Heterojunction solar technology (HJT) is a type of solar cell technology that combines the advantages of both traditional crystalline silicon solar cells and thin-film solar cells. HJT solar cells use a thin layer of amorphous silicon on top of a crystalline silicon wafer to create a heterojunction, which helps to reduce the energy loss caused by the recombination of charge carriers at the interface between different materials. technology has a high-efficiency rate, reaching 26%, and can produce more energy with less material than traditional solar cell technologies.

In comparison to other solar technologies, HJT has several advantages. For example, it has higher conversion efficiency than traditional crystalline silicon solar cells, which means that it can produce more power per unit area. HJT also has a lower temperature coefficient than traditional solar cells, which means that it can maintain higher efficiency at higher temperatures. Additionally, HJT solar cells have a longer lifespan and are more resistant to degradation than other thin-film solar cell technologies.


However, HJT technology is currently more expensive to produce than traditional crystalline silicon solar cells, and the manufacturing process is more complex. HJT solar cells also require more precise manufacturing techniques, which can make them more difficult to produce at scale. Despite these challenges, HJT solar technology is expected to become more cost-competitive as production processes become more streamlined and economies of scale are achieved


REVKOR's brand, REVSUN™, actively promotes the efficiency improvement and cost reduction of heterojunction technology through research and development. We are actively researching and developing HJT-specific wafers, cells, and modules using single-sided micro-crystalline, double-sided microcrystalline, HBC, copper electroplating, and heterojunction-perovskite tandem cells. While continuously lifting cell efficiency, REVSUN has taken various measures to reduce HJT cost, such as thinning wafers, reducing silver paste consumption, increasing screen lifetime, optimizing the cleaning process, improving target utilization, and a range of other beneficial features. Some examples include:


  • REVSUN will introduce a 130mm wafer into mass production in the Phase ll factory and is planning to achieve a wafer thickness of 125mm in Q4 2023. The wafer thickness is expected to drop to 100mm in the next couple of years.

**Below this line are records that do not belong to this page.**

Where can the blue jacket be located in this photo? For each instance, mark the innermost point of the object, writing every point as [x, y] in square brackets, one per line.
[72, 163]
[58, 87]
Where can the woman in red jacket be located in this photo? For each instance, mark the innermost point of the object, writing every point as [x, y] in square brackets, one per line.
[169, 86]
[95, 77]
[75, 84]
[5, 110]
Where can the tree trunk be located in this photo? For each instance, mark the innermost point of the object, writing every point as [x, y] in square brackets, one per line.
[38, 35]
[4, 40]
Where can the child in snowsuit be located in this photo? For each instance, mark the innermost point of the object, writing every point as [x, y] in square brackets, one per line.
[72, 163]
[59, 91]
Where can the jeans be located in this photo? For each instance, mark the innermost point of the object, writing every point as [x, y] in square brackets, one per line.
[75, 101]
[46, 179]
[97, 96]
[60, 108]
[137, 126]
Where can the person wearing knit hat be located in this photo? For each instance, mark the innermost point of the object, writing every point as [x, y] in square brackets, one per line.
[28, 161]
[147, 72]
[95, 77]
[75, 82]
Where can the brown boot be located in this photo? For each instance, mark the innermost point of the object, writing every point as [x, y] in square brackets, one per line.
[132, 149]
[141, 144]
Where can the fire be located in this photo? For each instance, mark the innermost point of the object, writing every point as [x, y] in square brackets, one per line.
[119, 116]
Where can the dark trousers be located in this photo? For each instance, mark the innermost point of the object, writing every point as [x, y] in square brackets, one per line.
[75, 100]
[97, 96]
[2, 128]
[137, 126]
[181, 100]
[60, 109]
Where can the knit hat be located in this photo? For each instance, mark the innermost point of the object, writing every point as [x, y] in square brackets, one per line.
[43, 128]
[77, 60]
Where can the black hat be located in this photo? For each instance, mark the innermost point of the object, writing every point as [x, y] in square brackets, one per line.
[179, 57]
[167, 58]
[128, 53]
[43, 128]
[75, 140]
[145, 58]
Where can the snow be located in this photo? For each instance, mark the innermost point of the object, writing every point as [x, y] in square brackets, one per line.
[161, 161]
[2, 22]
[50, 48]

  • REVSUN will adopt silver-coated copper on the sub-grid on the cells backslide in 2023 Q4. Combined with metal screen technology, the silver consumption of a single chip is estimated to drop to 100mg.

  • REVSUN is planning to fully apply silver-coated copper paste combined with busbar-free technology in 2023 so that the silver consumption of a single piece can be reduced to 70 mg.

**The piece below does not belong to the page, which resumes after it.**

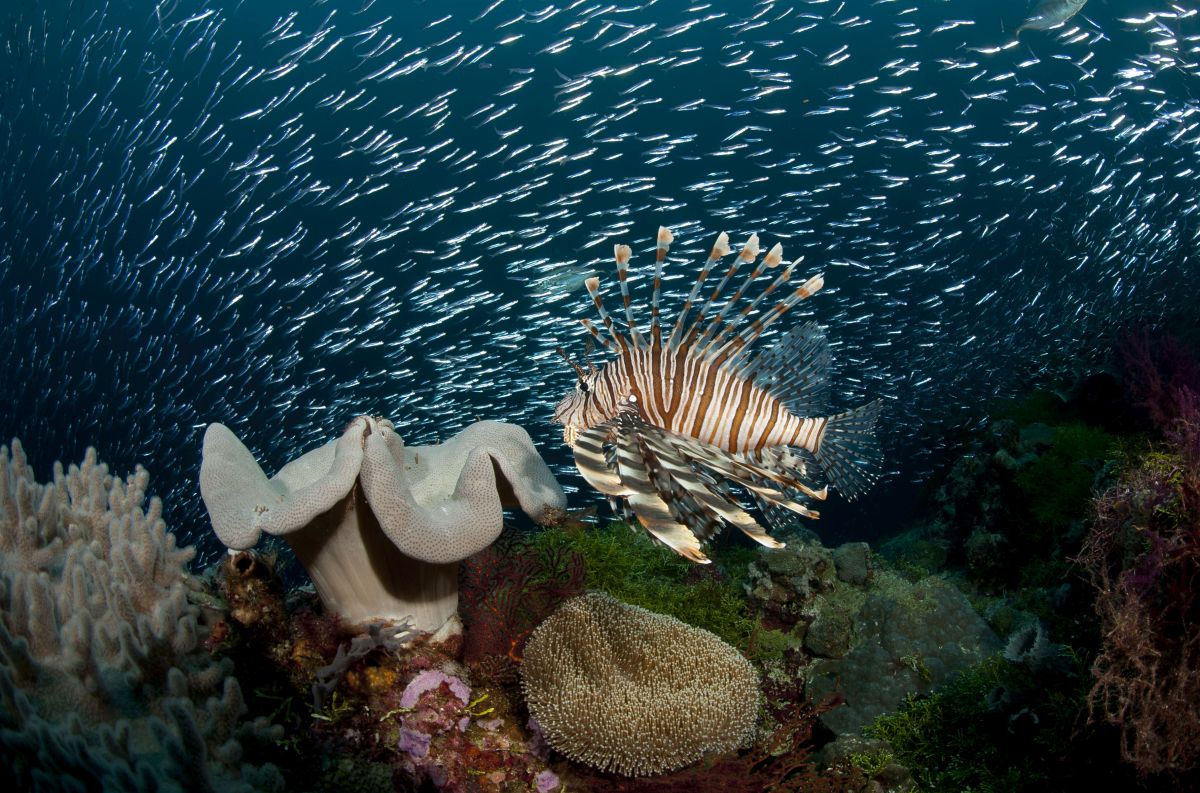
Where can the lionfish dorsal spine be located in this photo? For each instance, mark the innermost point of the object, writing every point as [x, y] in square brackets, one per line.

  • In 2024, REVSUNthrough the application of copper plating technology, the silver-containing paste will be completely replaced, and the silver consumption per watt will be reduced to 0mg.

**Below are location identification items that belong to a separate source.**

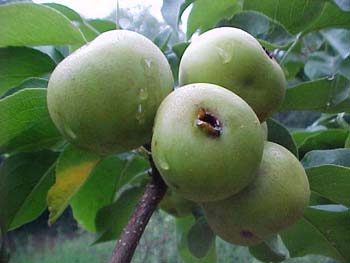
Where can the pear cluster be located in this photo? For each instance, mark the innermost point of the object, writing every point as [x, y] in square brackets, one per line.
[210, 139]
[208, 136]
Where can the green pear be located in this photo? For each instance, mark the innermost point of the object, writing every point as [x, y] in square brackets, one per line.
[175, 205]
[207, 142]
[232, 58]
[274, 200]
[104, 96]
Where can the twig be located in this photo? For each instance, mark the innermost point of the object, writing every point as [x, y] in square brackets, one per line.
[154, 192]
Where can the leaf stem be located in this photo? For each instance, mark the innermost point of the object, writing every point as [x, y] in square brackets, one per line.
[129, 239]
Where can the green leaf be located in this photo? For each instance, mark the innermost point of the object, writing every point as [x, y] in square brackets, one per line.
[20, 63]
[322, 157]
[320, 232]
[200, 238]
[262, 28]
[111, 220]
[206, 13]
[179, 48]
[347, 142]
[279, 134]
[102, 25]
[89, 32]
[29, 83]
[170, 10]
[270, 250]
[323, 95]
[339, 39]
[72, 170]
[331, 182]
[183, 7]
[321, 64]
[133, 166]
[183, 227]
[343, 4]
[24, 181]
[321, 140]
[33, 24]
[295, 15]
[25, 124]
[98, 191]
[331, 16]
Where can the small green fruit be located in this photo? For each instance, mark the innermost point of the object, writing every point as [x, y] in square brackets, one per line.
[274, 200]
[175, 205]
[232, 58]
[104, 96]
[207, 142]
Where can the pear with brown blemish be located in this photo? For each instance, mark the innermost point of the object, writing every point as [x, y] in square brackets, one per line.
[274, 200]
[207, 142]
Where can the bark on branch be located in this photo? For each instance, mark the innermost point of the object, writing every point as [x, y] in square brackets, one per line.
[128, 241]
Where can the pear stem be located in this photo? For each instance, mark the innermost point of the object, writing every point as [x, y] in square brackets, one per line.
[129, 239]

  • REVSUN aims to achieve 800W module power output and 29.6 cell efficiency by 2025 through the superposition of heterojunction and perovskite.


HJT SOLAR CELLS achieves Irradiance uniformity on the backside of the module not only does it affect the irradiance on the backside, but the module height also affects the reflected light uniformity. If the module height is low, the amount of irradiance on the backside is different on certain parts of the module due to its own shadow.


The cells near the top edge of the module absorb more light than the cells on the rest of the module. When the module elevation is at 5cm, the range of irradiance exposed to the backside of the module is rather larger; the highest measurement is 5 times higher than the lowest value recorded. As module elevation increases, the irradiance values are more uniform throughout the module. This is important because irradiance uniformity results in mismatch loss from the module and array, which ultimately leads to energy loss.